Deshalb sage ich, dass Sie hier Symbolpolitik betreiben. Sie verkaufen das groß mit viel Tamtam. Aber es ist letztendlich Symbolpolitik. Sie versprechen den Bürgerinnen und Bürgern mehr Sicherheit, die Sie aber im Endeffekt nicht liefern können. Das ist genau meine Kritik, die ich an diesem Gesetzentwurf habe, Herr Lürbke.

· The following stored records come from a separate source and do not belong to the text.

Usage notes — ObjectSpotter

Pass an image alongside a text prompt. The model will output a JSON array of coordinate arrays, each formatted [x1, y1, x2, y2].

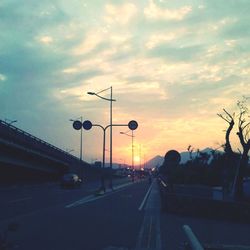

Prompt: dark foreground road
[[0, 180, 250, 250], [1, 179, 149, 250]]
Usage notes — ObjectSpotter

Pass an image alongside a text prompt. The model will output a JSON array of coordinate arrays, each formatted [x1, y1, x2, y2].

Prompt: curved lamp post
[[120, 130, 135, 182], [69, 116, 82, 161], [82, 120, 138, 192], [87, 86, 116, 186], [4, 119, 17, 126]]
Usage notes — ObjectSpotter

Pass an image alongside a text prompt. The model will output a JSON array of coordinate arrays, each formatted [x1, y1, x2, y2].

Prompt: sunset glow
[[0, 0, 250, 164]]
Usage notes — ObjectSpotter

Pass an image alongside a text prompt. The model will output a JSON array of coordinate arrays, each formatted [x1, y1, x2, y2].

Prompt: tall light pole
[[4, 118, 17, 125], [120, 130, 135, 181], [69, 116, 82, 161], [87, 86, 116, 187]]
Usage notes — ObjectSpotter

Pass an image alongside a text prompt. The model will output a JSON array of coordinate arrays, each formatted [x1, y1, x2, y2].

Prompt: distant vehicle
[[61, 173, 82, 188]]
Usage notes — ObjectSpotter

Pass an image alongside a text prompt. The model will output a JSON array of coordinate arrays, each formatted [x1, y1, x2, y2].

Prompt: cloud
[[104, 3, 137, 25], [0, 74, 6, 81], [144, 0, 192, 21]]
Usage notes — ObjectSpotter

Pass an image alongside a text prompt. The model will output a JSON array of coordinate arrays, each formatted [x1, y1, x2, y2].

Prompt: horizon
[[0, 0, 250, 165]]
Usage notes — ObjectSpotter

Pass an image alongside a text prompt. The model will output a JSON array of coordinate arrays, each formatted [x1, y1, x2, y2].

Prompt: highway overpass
[[0, 120, 88, 183]]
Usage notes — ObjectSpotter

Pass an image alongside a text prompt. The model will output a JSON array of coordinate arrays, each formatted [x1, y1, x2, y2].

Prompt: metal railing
[[0, 120, 78, 160], [182, 225, 204, 250]]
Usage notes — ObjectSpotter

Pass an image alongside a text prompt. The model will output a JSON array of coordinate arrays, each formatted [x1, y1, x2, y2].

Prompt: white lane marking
[[138, 183, 153, 211], [8, 197, 32, 203], [135, 181, 162, 250], [64, 183, 134, 208]]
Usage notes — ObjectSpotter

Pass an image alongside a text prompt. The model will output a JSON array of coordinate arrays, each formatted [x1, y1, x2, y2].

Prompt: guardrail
[[0, 120, 78, 160], [182, 225, 204, 250]]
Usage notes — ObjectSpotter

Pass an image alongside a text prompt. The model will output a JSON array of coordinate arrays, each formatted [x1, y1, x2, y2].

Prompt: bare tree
[[236, 97, 250, 197], [217, 97, 250, 197], [217, 109, 235, 155]]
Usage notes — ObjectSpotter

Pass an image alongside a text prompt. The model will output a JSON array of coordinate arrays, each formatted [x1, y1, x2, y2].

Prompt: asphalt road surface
[[0, 179, 250, 250]]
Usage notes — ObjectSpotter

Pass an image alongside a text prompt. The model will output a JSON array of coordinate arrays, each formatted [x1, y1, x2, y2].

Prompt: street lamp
[[120, 130, 135, 181], [87, 86, 116, 187], [69, 116, 82, 161], [4, 118, 17, 125], [82, 120, 138, 192], [65, 148, 74, 154]]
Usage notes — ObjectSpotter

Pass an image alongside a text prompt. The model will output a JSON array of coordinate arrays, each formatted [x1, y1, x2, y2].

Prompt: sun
[[134, 156, 140, 163]]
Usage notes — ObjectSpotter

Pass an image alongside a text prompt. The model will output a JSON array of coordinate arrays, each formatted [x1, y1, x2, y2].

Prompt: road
[[0, 177, 155, 250], [0, 179, 250, 250]]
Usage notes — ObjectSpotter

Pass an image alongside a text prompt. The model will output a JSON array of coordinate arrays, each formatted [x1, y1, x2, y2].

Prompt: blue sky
[[0, 0, 250, 163]]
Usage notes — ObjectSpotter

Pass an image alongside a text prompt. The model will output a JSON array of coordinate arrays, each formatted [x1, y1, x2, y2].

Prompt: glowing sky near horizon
[[0, 0, 250, 164]]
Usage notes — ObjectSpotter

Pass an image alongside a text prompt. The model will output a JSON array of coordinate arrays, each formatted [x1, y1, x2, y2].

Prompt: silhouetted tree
[[217, 97, 250, 198]]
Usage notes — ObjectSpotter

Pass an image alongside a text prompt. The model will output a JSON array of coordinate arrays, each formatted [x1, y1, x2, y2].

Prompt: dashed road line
[[138, 183, 153, 211], [8, 197, 32, 203], [64, 183, 137, 208]]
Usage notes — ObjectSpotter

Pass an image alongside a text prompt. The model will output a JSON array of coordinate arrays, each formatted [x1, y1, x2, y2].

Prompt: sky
[[0, 0, 250, 164]]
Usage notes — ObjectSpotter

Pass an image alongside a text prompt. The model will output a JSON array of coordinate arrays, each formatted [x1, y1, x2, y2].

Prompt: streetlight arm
[[94, 93, 116, 102]]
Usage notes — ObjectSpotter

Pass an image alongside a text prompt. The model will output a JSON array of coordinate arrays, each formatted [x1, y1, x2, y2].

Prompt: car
[[61, 173, 82, 188]]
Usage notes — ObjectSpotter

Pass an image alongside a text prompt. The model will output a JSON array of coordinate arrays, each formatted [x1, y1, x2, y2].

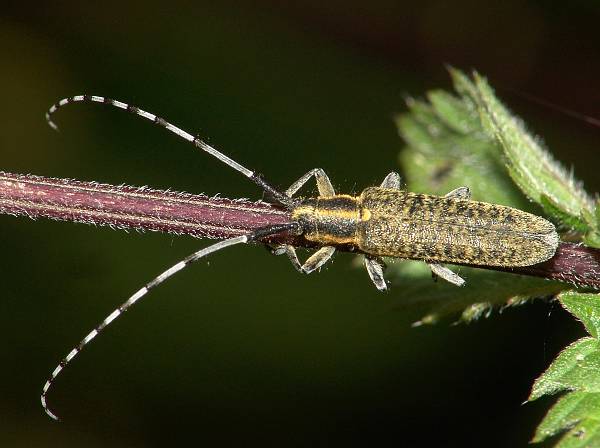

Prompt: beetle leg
[[301, 246, 335, 274], [365, 256, 387, 291], [285, 168, 335, 198], [444, 187, 471, 200], [427, 263, 465, 286], [380, 171, 401, 190]]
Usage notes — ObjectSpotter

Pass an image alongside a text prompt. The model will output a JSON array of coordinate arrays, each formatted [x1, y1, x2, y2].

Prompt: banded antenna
[[46, 95, 294, 207], [40, 95, 301, 420]]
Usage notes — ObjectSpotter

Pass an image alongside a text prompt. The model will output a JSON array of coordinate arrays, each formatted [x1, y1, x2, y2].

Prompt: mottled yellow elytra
[[292, 187, 558, 267]]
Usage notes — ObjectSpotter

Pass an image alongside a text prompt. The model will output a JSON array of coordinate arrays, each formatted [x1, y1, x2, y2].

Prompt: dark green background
[[0, 0, 600, 447]]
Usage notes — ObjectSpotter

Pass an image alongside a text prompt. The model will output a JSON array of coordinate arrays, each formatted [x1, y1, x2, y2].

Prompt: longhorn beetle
[[40, 95, 559, 420]]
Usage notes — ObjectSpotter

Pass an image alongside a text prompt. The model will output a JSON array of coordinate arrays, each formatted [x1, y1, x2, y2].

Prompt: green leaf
[[540, 193, 589, 233], [532, 392, 600, 447], [451, 69, 594, 230], [529, 291, 600, 448]]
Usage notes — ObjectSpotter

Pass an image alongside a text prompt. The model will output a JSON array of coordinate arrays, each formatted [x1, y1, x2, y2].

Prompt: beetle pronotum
[[40, 95, 559, 420]]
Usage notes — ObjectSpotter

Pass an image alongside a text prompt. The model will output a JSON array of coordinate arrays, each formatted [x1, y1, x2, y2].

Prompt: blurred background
[[0, 0, 600, 447]]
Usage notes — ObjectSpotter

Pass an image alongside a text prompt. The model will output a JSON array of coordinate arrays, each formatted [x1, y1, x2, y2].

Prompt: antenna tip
[[40, 394, 60, 422], [46, 114, 59, 132]]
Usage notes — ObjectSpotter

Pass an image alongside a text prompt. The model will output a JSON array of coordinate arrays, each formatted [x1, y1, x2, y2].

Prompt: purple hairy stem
[[0, 172, 298, 242], [0, 172, 600, 289]]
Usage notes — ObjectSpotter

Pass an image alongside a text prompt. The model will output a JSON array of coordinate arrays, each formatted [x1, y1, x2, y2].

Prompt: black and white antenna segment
[[40, 95, 299, 420]]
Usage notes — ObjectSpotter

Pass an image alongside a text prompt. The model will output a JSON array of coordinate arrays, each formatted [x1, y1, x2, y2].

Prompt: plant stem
[[0, 171, 600, 289]]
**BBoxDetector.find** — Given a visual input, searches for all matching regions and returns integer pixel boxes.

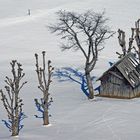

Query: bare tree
[116,19,140,62]
[134,19,140,62]
[35,51,54,125]
[49,11,114,99]
[116,28,134,58]
[0,60,27,136]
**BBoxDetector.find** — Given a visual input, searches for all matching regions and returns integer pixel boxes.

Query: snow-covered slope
[0,0,140,140]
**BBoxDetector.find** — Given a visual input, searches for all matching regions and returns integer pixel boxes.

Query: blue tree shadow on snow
[53,67,100,97]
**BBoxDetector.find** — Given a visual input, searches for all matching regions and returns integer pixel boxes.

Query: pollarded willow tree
[0,60,27,136]
[35,51,54,125]
[49,11,114,99]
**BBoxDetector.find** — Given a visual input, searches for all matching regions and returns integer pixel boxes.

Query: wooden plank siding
[100,74,140,99]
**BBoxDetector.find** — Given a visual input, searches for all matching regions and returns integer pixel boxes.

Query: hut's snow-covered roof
[98,53,140,88]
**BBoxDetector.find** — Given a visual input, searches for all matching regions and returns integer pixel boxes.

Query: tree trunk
[12,120,19,136]
[43,109,49,125]
[86,73,94,99]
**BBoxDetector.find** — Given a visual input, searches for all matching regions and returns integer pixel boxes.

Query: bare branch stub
[49,10,115,99]
[0,60,27,136]
[35,51,54,125]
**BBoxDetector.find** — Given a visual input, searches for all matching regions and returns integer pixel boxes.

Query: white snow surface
[0,0,140,140]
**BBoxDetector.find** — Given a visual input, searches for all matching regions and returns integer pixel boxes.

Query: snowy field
[0,0,140,140]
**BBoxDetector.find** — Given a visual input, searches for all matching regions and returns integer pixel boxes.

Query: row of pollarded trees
[0,51,54,136]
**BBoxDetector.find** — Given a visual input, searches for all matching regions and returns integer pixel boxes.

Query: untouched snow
[0,0,140,140]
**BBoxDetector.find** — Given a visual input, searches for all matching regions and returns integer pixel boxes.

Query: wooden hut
[98,53,140,99]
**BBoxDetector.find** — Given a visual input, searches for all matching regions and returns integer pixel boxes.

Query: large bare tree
[0,60,27,136]
[49,11,114,99]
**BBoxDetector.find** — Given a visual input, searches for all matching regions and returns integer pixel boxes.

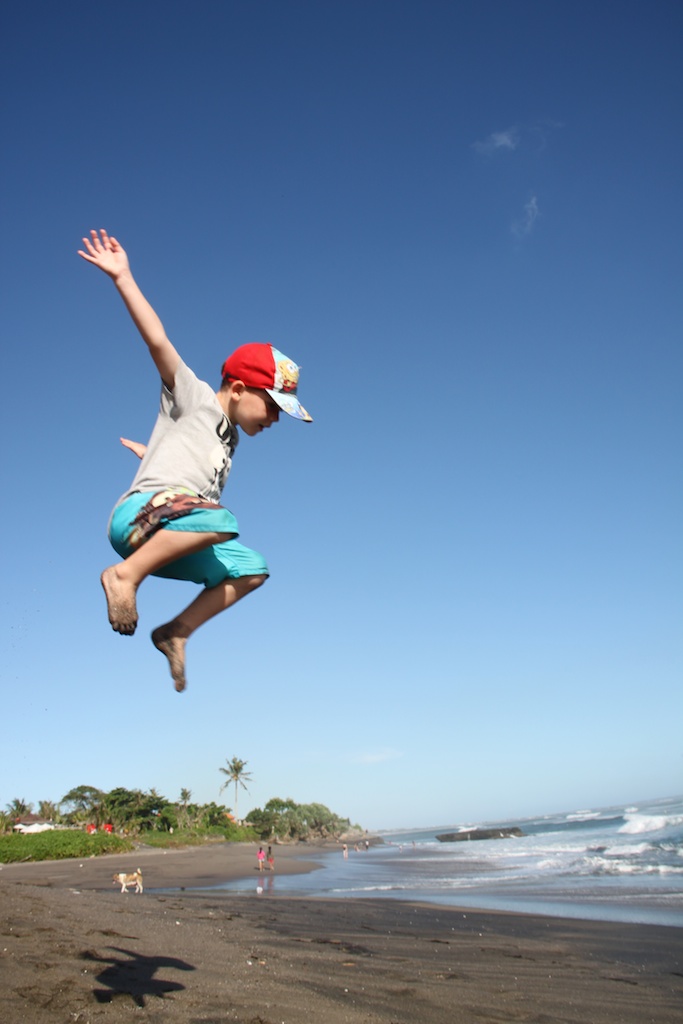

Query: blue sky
[0,0,683,828]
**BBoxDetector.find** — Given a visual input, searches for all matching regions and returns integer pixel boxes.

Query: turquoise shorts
[109,492,268,587]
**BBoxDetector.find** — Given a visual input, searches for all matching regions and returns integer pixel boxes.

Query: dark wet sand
[0,844,683,1024]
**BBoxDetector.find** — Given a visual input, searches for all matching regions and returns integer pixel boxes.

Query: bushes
[0,828,134,864]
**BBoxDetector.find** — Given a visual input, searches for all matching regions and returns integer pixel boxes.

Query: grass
[0,825,258,864]
[0,828,135,864]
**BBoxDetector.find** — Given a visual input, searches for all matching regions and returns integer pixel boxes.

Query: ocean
[218,797,683,928]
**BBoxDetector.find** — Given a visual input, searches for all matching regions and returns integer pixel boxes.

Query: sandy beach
[0,844,683,1024]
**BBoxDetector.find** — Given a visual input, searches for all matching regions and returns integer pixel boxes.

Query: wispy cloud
[351,746,403,765]
[472,125,519,157]
[511,196,541,239]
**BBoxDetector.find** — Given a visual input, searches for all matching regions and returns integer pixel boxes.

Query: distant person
[79,230,311,691]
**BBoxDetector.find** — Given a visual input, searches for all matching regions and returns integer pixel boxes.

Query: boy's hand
[78,228,130,281]
[119,437,147,459]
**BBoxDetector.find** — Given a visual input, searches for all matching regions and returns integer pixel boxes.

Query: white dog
[112,867,142,893]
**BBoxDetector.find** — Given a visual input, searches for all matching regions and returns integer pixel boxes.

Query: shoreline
[0,842,325,890]
[0,844,683,1024]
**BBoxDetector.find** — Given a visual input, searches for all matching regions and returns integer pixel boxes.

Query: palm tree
[38,800,59,821]
[178,786,193,828]
[7,794,32,819]
[218,758,251,820]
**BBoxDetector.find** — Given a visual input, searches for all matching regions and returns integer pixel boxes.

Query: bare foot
[152,618,189,693]
[99,565,137,636]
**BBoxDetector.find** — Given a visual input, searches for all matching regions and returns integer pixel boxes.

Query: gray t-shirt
[121,360,239,503]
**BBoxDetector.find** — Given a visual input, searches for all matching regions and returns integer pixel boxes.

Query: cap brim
[265,387,313,423]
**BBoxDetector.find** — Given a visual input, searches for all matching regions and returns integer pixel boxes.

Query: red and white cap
[222,342,312,423]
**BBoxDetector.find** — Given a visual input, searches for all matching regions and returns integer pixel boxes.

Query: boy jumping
[78,230,311,692]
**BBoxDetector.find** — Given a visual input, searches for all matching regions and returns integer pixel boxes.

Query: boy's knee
[241,572,268,593]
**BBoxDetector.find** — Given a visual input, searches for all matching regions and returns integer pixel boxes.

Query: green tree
[38,800,60,821]
[218,758,251,821]
[59,785,104,824]
[177,790,193,828]
[7,797,33,820]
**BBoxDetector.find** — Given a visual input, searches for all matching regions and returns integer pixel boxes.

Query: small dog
[112,867,142,893]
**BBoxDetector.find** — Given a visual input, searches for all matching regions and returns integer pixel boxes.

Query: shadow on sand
[81,946,196,1007]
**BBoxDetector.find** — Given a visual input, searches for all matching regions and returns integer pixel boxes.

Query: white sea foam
[617,813,683,836]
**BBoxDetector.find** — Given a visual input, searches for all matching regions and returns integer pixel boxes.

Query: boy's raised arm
[78,229,180,390]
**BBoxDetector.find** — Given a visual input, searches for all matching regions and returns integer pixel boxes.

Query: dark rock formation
[436,825,524,843]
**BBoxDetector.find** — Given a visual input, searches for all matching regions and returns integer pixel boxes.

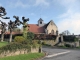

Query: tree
[0,6,9,42]
[62,30,71,35]
[27,32,34,40]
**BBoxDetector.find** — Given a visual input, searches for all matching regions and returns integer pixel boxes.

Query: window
[46,30,48,34]
[40,21,42,24]
[51,30,54,34]
[56,31,58,35]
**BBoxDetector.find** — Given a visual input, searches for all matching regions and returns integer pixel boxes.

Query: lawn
[0,42,8,47]
[0,53,44,60]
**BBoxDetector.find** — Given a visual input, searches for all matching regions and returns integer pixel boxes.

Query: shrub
[0,42,31,53]
[14,36,25,43]
[27,32,34,40]
[65,44,71,47]
[42,42,46,45]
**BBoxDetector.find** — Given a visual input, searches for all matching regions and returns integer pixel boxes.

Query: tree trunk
[1,33,4,42]
[9,32,12,42]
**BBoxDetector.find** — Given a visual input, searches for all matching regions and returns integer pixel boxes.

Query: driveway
[41,47,80,60]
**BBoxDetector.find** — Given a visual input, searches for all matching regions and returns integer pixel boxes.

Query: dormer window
[40,21,42,24]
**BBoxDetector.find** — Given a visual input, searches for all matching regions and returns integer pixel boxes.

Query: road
[41,47,80,60]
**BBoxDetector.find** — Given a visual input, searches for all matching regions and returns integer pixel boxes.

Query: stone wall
[0,48,39,58]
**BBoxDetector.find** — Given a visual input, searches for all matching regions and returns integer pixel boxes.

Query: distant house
[29,18,58,35]
[0,18,58,35]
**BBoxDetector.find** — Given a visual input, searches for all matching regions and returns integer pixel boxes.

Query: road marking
[46,51,70,58]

Frau Kollegin Schäffer, darf ich Sie noch einmal unterbrechen? – Herr Kollege Katzidis, Sie hatten sich eben für eine weitere Zwischenfrage eingeloggt und haben sich jetzt wieder ausgeloggt. Soll ich Frau Schäffer fragen, ob sie eine zweite Zwischenfrage beantworten möchte?
Sie haben gerade dargestellt, dass auf der Grundlage von § 100a Strafprozessordnung Telekommunikationsüberwachung möglich sei – präventiv, haben Sie gesagt. Nach Ihrer Rechtsauffassung ist TKÜ dann also ohne Vorliegen einer Straftat möglich. Ist das so korrekt?
Die letzte war, glaube ich, 2005 zum Niedersächsischen Polizeigesetz. Dort hat das Bundesverfassungsgericht noch einmal sehr deutlich gemacht, dass die Anwendungsbereiche für den Landesgesetzgeber – also für uns – im Polizeigesetz sehr, sehr gering sind, weil es diese Möglichkeit im § 100a Strafprozessordnung schon gibt und dieser Paragraf in der Regel auch zuerst anzuwenden ist.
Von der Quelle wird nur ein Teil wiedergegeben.